Am 28. April 2026 war unser Kollege Maximilian Luczak beim diesjährigen B@TS Statusmeeting vor Ort, zu dem auch DELFIN gehört. Zwei Tage lang kamen alle Projektteams zusammen, um sich über aktuelle Fortschritte auszutauschen und neue Entwicklungen im Bereich der Batterietechnik zu diskutieren.

Im Rahmen des Treffens stellten wir DELFIN in einem kurzen Vortrag vor. Gemeinsam mit unseren Projektpartnern von der Universität Gießen, der Universität Ulm und RJL gaben wir einen Einblick in unsere Arbeit an All-Solid-State-Batterien, kurz ASSBs.

DELFIN steht für „Digital Electrode Design for Solid-State Batteries“. Ziel des Verbundprojekts ist es, digitale Ansätze für die Entwicklung von All-Solid-State-Batterien voranzutreiben. Dafür kombinieren wir Mikrostrukturmodellierung, maschinelles Lernen und Leistungssimulation. So wollen wir Struktur-Eigenschafts-Beziehungen besser verstehen und daraus konkrete Designempfehlungen für leistungsfähigere Batterien ableiten.

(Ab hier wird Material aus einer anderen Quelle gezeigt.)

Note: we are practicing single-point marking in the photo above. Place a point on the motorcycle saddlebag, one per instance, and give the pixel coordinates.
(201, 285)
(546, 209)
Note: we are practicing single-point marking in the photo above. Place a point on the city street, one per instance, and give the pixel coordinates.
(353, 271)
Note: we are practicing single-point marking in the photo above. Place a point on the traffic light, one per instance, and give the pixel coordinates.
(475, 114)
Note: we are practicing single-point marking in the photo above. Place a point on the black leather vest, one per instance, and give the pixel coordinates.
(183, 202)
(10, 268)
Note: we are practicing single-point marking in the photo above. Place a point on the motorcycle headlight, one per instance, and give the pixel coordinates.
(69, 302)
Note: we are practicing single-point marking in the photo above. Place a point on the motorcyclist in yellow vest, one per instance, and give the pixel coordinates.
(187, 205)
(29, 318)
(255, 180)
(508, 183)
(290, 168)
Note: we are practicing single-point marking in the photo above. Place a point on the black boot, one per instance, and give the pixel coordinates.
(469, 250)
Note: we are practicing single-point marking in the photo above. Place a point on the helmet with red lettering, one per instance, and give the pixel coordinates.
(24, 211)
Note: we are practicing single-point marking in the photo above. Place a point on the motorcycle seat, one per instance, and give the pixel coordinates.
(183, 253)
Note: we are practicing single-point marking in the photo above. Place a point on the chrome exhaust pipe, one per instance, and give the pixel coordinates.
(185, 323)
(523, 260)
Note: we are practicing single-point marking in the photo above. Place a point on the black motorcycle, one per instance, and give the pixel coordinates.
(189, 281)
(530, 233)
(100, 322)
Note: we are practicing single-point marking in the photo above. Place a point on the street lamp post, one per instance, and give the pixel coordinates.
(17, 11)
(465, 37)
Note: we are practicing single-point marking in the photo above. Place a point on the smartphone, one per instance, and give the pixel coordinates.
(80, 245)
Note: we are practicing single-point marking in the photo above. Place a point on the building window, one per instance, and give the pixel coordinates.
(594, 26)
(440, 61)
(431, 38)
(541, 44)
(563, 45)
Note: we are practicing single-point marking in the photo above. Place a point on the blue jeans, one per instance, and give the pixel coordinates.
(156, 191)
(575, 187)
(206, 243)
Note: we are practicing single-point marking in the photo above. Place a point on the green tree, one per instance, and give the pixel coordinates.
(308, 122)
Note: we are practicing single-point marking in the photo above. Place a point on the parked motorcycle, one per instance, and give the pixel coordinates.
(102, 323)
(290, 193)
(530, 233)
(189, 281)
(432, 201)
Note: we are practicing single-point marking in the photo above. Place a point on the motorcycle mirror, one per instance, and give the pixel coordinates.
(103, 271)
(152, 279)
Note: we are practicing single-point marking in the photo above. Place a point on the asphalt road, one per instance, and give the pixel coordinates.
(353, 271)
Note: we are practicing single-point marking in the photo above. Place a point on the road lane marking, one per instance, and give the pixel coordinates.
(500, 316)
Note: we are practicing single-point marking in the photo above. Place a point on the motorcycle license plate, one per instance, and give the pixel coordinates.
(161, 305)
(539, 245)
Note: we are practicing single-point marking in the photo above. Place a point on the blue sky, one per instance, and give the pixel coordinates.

Für uns sind solche Treffen besonders wertvoll: Sie bieten nicht nur die Gelegenheit, unseren eigenen Beitrag zu präsentieren, sondern ermöglichen auch den Austausch mit anderen spannenden Projekten aus der Batterietechnologie. Gerade in einem Forschungsfeld, in dem viele technologische Ansätze derzeit noch nicht wirtschaftlich genug sind, bleiben Kooperation und kontinuierliche Forschung entscheidend.

Das gemeinsame Ziel ist klar: Batterietechnologien wettbewerbsfähiger machen und damit einen Beitrag zu zukünftigen Energiespeicherlösungen leisten.

Nachdem wir bereits im vergangenen Jahr vor Ort waren, freuen wir uns, den Austausch auch in diesem Jahr fortgeführt zu haben. Gleichzeitig arbeiten wir schon heute an Folgeprojekten, um die nächsten Schritte in Richtung zukunftsfähiger Batterietechnologien mitzugestalten.